News In Brief

The supreme court struck down a California law that limits welfare benefits to new residents. On a 7-to-2 vote, the justices declared unconstitutional a statute that prohibits welfare recipients - during their first year of residency - from receiving more benefits than they received in states where they previously lived.

The high court also made it harder for federal judges to strike down election districts for being racially gerrymandered. The justices reversed a lower-court decision that North Carolina's 12th Congressional District was unlawfully drawn in 1997. The decision puts district courts on notice that more than circumstantial evidence that race was the primary consideration is required before redistricting can be invalidated.

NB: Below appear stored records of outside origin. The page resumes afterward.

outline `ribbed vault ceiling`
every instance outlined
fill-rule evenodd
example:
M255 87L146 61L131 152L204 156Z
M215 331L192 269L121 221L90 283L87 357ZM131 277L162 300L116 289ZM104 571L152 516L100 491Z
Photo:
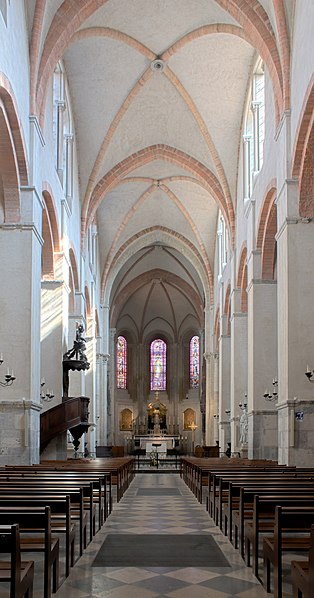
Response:
M55 52L73 108L82 233L95 220L113 323L139 335L197 328L212 293L218 203L230 227L236 210L257 58L246 25L258 13L255 27L259 19L275 39L272 2L246 0L242 13L234 0L45 4L38 98L42 106L40 77Z

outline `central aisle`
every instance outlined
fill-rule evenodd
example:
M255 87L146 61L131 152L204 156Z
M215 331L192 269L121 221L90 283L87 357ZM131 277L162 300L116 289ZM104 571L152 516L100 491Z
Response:
M152 489L154 496L139 495ZM168 490L167 490L168 489ZM178 495L171 494L177 489ZM230 567L92 567L108 534L212 535ZM57 598L265 598L260 583L238 551L213 525L178 474L136 474L120 503L83 557L75 564Z

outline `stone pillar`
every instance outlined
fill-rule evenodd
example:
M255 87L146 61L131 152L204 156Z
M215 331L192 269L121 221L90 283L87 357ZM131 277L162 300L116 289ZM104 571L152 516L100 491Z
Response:
M314 337L309 330L314 319L314 223L286 219L278 232L277 245L278 460L289 465L301 462L306 466L313 459L313 434L303 437L303 456L300 460L300 453L292 441L292 426L288 426L288 422L290 404L294 397L298 400L312 400L314 395L313 385L305 376L307 365L311 370L314 369ZM308 414L306 420L310 419ZM308 443L307 446L305 442Z
M277 155L282 156L277 171L278 460L307 466L314 450L309 433L314 388L304 375L307 365L314 369L314 222L299 216L299 181L291 178L289 113L282 118L276 141ZM292 405L298 401L304 419L292 426Z
M219 339L219 446L224 452L230 435L230 335L227 334L228 316L220 322ZM226 413L228 411L228 413Z
M248 456L277 460L277 405L272 394L277 368L277 283L252 278L248 284Z
M41 282L41 379L45 379L42 391L54 394L51 402L43 401L44 411L62 400L62 356L67 348L65 331L69 318L68 272L68 261L59 254L55 256L55 279Z
M240 311L241 293L231 293L231 366L230 366L230 409L231 409L231 451L240 452L239 403L247 394L247 313Z
M34 188L21 200L21 222L0 225L0 379L16 377L0 388L0 464L39 462L42 203Z
M107 362L107 421L108 421L108 428L107 428L107 444L115 444L116 443L116 433L118 433L118 429L116 430L116 421L115 421L115 389L116 389L116 381L115 381L115 339L116 339L116 328L110 328L110 341L109 341L109 359ZM111 359L110 359L111 356ZM117 425L119 425L119 419L117 420Z

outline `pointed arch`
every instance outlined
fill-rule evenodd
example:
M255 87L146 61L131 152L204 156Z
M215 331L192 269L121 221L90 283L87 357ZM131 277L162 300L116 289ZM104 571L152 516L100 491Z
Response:
M262 253L262 279L273 280L276 259L277 206L276 181L268 186L259 219L256 248Z
M4 107L9 123L9 130L13 139L20 184L28 185L28 164L23 128L18 116L17 103L13 89L9 79L2 72L0 72L0 100L2 101L2 106Z
M56 210L56 202L54 200L53 192L51 186L47 181L44 181L42 194L44 198L44 205L45 209L48 214L50 227L51 227L51 234L53 240L53 248L54 251L60 251L61 249L61 239L60 239L60 231L58 225L58 217L57 217L57 210Z
M107 1L80 0L78 5L72 0L64 0L56 11L44 42L38 69L36 104L41 122L44 119L48 81L55 65L71 43L75 32ZM240 4L238 0L216 0L216 2L241 25L250 43L267 64L273 82L277 122L279 122L282 110L283 76L276 38L267 13L259 2L252 5L251 0L243 0Z
M3 220L19 222L21 214L20 177L14 140L6 109L0 99L0 186L3 191Z
M131 154L119 164L114 166L105 176L100 179L94 188L90 201L84 201L82 207L82 230L81 242L84 244L86 230L92 222L94 214L104 196L113 189L121 180L122 177L129 174L132 170L149 164L154 160L165 160L172 164L176 164L189 172L191 172L198 180L201 180L205 187L210 191L218 206L220 207L229 229L230 239L234 242L235 232L235 217L232 203L226 201L221 185L217 177L204 164L189 156L185 152L174 147L156 144L145 147L134 154Z

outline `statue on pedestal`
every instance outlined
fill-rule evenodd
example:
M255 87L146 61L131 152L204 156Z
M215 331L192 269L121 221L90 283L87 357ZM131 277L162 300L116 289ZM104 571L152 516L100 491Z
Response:
M240 417L240 443L247 444L248 441L248 415L247 415L247 404L244 403L242 409L242 415Z

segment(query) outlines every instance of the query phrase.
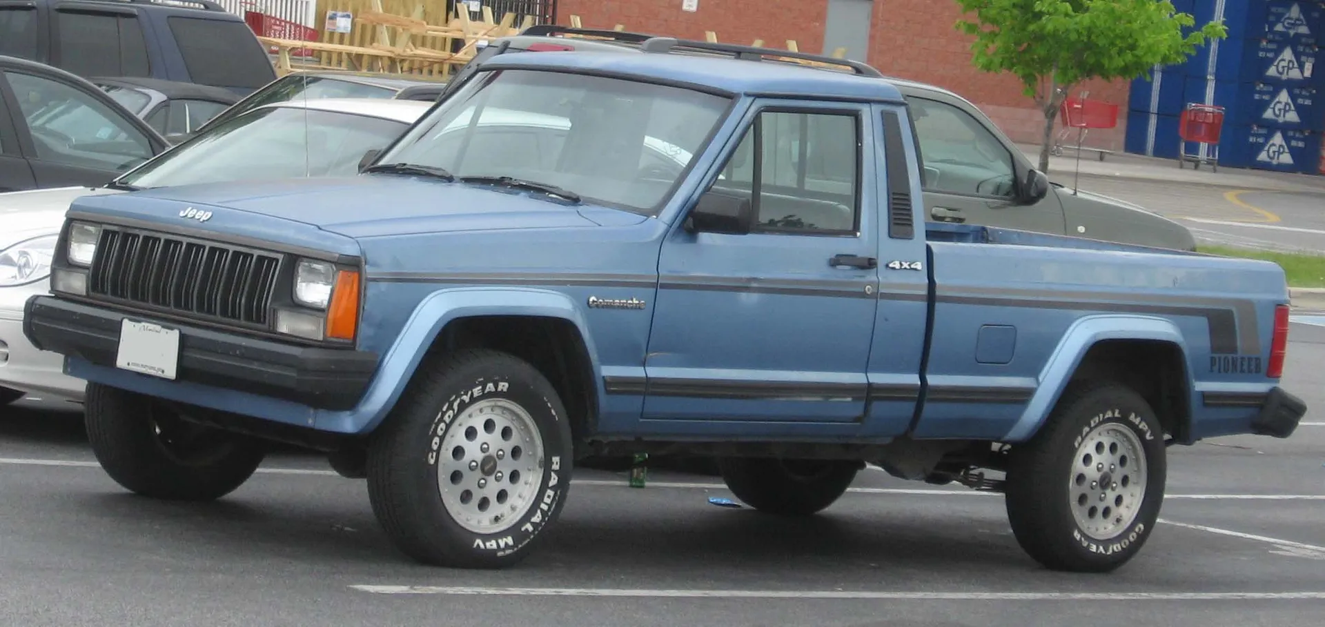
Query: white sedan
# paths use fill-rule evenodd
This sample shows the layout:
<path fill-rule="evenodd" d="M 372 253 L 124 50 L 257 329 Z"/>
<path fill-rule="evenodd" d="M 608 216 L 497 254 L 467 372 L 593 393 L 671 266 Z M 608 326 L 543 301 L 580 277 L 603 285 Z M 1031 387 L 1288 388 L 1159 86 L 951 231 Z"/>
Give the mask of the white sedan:
<path fill-rule="evenodd" d="M 86 382 L 64 358 L 23 334 L 24 304 L 50 288 L 50 256 L 80 196 L 228 180 L 346 176 L 384 148 L 431 102 L 382 98 L 294 99 L 264 105 L 167 150 L 105 187 L 0 194 L 0 406 L 24 394 L 82 402 Z"/>

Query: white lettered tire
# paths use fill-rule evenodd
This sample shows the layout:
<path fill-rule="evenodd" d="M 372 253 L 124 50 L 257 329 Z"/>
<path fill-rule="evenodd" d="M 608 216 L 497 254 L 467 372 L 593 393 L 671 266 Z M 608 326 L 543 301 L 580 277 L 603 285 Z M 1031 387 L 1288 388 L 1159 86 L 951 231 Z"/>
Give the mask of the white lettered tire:
<path fill-rule="evenodd" d="M 1163 436 L 1129 387 L 1069 387 L 1044 427 L 1010 453 L 1007 516 L 1022 549 L 1077 573 L 1112 571 L 1136 557 L 1163 504 Z"/>
<path fill-rule="evenodd" d="M 391 541 L 435 566 L 504 567 L 558 518 L 568 416 L 529 363 L 493 350 L 425 359 L 368 445 L 368 498 Z"/>

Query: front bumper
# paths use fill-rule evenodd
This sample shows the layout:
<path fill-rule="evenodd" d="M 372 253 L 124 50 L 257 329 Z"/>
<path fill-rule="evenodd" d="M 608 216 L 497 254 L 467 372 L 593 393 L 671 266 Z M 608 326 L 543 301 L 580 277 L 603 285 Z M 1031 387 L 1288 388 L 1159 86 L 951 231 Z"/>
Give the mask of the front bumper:
<path fill-rule="evenodd" d="M 49 280 L 0 288 L 0 387 L 81 402 L 87 382 L 66 375 L 64 355 L 38 350 L 23 333 L 24 305 L 49 288 Z"/>
<path fill-rule="evenodd" d="M 318 410 L 354 407 L 378 365 L 375 353 L 294 346 L 52 296 L 28 300 L 23 333 L 41 350 L 115 367 L 125 318 L 179 330 L 179 382 L 293 400 Z M 172 383 L 168 379 L 155 380 Z"/>
<path fill-rule="evenodd" d="M 1288 437 L 1297 429 L 1304 415 L 1306 403 L 1276 386 L 1265 395 L 1260 412 L 1251 422 L 1251 429 L 1256 435 Z"/>

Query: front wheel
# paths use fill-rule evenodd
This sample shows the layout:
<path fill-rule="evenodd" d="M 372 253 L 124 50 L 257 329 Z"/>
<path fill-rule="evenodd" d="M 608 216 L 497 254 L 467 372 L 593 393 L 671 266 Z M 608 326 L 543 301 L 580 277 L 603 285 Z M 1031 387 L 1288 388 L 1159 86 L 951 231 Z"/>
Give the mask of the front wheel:
<path fill-rule="evenodd" d="M 419 366 L 368 447 L 368 498 L 408 557 L 504 567 L 560 514 L 571 465 L 551 383 L 513 355 L 465 350 Z"/>
<path fill-rule="evenodd" d="M 847 492 L 859 461 L 722 457 L 718 472 L 737 498 L 759 512 L 808 516 Z"/>
<path fill-rule="evenodd" d="M 262 441 L 191 423 L 150 396 L 101 383 L 87 384 L 83 422 L 110 479 L 154 498 L 220 498 L 266 456 Z"/>
<path fill-rule="evenodd" d="M 1035 437 L 1012 447 L 1008 522 L 1049 569 L 1112 571 L 1154 530 L 1166 472 L 1163 429 L 1141 395 L 1075 384 Z"/>

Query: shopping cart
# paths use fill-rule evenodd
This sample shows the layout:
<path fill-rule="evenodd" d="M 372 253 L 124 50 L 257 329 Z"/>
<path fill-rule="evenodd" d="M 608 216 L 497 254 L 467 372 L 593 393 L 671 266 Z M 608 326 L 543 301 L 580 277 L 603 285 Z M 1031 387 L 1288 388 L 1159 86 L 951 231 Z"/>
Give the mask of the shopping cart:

A former Australian government intelligence official was charged with attempted espionage for selling US defense secrets to an undercover FBI agent posing as a foreign spy, law-enforcement officials said. Jean-Philippe Wispelaere obtained $120,000 from undercover FBI agents in exchange for more than 713 classified documents in two batches last month and earlier this month, they said.

Descendants of Thomas and Martha Jefferson refused to allow relatives of his slave Sally Hemings to join the Monticello Association. They also blocked a vote to give relatives of Jefferson's alleged mistress honorary membership while a paternity claim is researched. Three-dozen Hemings descendants were invited to a reunion luncheon and business meeting in Charlottesville, Va., for the first time since the association was formed 86 years ago. In November, a DNA study concluded that Jefferson was likely the father of Eston Hemings, the slave's youngest son.

The Pentagon has warned the Clinton administration it cannot achieve its aims in Yugoslavia without using ground troops, Newsweek magazine reported. It said the Joint Chiefs of Staff sent a letter to Defense Secretary William Cohen a few weeks ago saying "only ground troops would guarantee fulfillment of the administration's political objectives." Pentagon officials had no immediate comment.

The hot US economy will take center stage today at a Federal Reserve meeting after a year in which its Open Market Committee has focused on global crises. Analysts said debate among the policymakers would most likely center - not on a change in interest rates at this time - but on whether to adopt a formal "bias," or inclination to raise rates in the future.

Two Serb soldiers held as prisoners of war in Germany were close to being released, a senior Pentagon official said. Release of the men has been under consideration since Yugoslav President Slobodan Milosevic agreed earlier this month to free three US soldiers captured March 31 along the Kosovo-Macedonia border.

Three tornadoes touched down in western Iowa, killing two people and injuring at least 14 others, authorities said. The worst damage was in Logan, about 30 miles north of Omaha, Neb.